There’s a part of me that thinks I should stick my head above the parapet more and argue with people. To point the world to the fine analyses of the current world situation that I glean from the deep journalism of Adam Curtis, of the London Review of Books and the New Left Review. Or to adopt the brilliant strategy of Positive News and unsettle people by constructive, optimistic information.
Certainly when I do engage, my ambient fear of bullies recedes. But then I am grazed against a more fundamental concern and the perennial Zen koan of modern media: how can I keep informed about what is going on in every corner of the world and avoid feeling responsible for all of it? How can the intolerable burden of the Web be carried?
I can not be a politician, a sociologist, a historian, a scientist every time that I post or make a comment on the world. That way lies madness. Some people seem to strike the balance.

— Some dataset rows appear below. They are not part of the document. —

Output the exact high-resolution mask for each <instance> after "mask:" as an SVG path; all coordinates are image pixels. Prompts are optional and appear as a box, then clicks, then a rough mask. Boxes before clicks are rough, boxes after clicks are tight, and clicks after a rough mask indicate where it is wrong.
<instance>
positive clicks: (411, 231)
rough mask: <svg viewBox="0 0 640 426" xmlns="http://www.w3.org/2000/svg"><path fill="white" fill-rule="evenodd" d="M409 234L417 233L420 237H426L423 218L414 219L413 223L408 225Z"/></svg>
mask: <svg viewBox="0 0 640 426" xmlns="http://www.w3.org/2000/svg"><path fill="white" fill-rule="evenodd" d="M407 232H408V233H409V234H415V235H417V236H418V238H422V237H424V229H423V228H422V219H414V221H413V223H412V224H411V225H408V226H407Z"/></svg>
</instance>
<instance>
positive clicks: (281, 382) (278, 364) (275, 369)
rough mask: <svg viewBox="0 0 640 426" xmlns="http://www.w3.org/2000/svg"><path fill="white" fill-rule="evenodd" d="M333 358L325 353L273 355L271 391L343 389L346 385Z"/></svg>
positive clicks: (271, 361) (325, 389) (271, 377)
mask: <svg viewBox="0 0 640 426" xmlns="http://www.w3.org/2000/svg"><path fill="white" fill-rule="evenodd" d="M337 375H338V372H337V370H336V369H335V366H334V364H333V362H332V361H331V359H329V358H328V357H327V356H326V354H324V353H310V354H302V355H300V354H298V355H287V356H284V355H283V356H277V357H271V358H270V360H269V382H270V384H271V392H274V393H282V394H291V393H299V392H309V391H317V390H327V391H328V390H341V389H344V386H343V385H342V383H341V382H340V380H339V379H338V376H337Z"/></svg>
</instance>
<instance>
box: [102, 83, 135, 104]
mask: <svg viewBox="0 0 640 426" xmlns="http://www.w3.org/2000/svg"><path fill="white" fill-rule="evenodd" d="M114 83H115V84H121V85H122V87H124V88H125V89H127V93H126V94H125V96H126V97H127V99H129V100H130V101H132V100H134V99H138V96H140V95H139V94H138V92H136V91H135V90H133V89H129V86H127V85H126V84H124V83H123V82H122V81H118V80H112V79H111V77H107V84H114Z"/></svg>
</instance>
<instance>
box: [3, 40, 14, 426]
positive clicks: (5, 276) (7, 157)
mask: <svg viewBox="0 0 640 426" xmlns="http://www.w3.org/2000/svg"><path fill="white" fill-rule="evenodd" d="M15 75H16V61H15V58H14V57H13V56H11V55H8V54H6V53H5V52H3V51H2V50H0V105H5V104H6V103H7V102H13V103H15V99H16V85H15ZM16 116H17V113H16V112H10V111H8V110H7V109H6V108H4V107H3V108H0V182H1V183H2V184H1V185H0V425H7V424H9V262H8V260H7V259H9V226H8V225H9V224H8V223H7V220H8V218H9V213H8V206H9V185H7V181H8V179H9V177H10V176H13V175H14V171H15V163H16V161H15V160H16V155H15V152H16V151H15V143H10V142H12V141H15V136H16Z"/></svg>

Returning to J.K. Rowling, she points out that she can be a writer of wizard-stories AND speak freely to the current situation. But speaking up is one thing, but the responsibility to speak up truthfully and usefully is a big one. It’s an intolerable burden to wake up every morning with the sense that I personally have to be the Harry Potter to Steve Bannon’s Voldemort.
And yet… and yet the alternative seems heretical: to lay down my insistence on having an answer to ever aggressive tweet; to let go of the need to be perfectly informed and up-to-speed on all the complexities of geopolitics, neoliberal economics, Marxist theory; to admit that I can’t solve every problem. This alternative seems like dangerous capitulation.
“To sin by silence, when we should protest/ makes cowards out of men” (said Ella Wheeler-Wilcox) but perhaps it is the Internet’s unending stimuli to protest, the proliferating number of things we should speak out against, the expectation that everyone should be 100% informed is what makes most people not only turn silent, but also lay down in exhausted compliance.
Perhaps the overwhelm of social media is deliberately utilised by the bullies to smother our intellect and thus distracts us from action. (See Adam Curtis’ excellent Hypernormalisation to this point).
We need depth, but we need localised depth. We do what we can and we do it well and deeply. Stay anchored in the body, the space around us the neighbourhood.
“Go take refuge in nature, and find a cause where your heart doesn’t feel inactive and in despair. This is the medicine.”, says one of Thich Nhat Hahn’s senior monks. “We go out and we help. […] Right now people in our family are still there, and they might need us. Our friend might be someone who is being discriminated against. You can only be there to offer that kindness if you are stable. What people need is your non-fear, your stability, solidity, clarity.”
Without surrendering to the bullying numbness of ‘Nuff Said’ and “Loser”, I can anchor myself in depth but in my area of expertise. And release the compulsion to speak authoritatively on subjects that I can only have an amateur interest in. I am a psychotherapist and a Buddhist meditator and teacher. I present TV shows. I can speak well, I can write, I can think. I have a partner, family, neighbours. I have a locality that is reassuringly responsive.
We need depth to counter the insistent shallowness of Twitter and Breitbart but we need realistic depth and actionable depth. People need to go deep in what is closest to them professionally, socially, psychically. And they have to own that. But there needs to be some boundaries otherwise we end up being spread thin and succumb to the thinning out of insight, the vanishing of depth.
Brother Phap Dung continues: “Community practice is crucial at this time. It’s crucial not to be alone in front of the computer, reading media. That makes the world dark for you. Find flesh. There are still wonderful things happening.”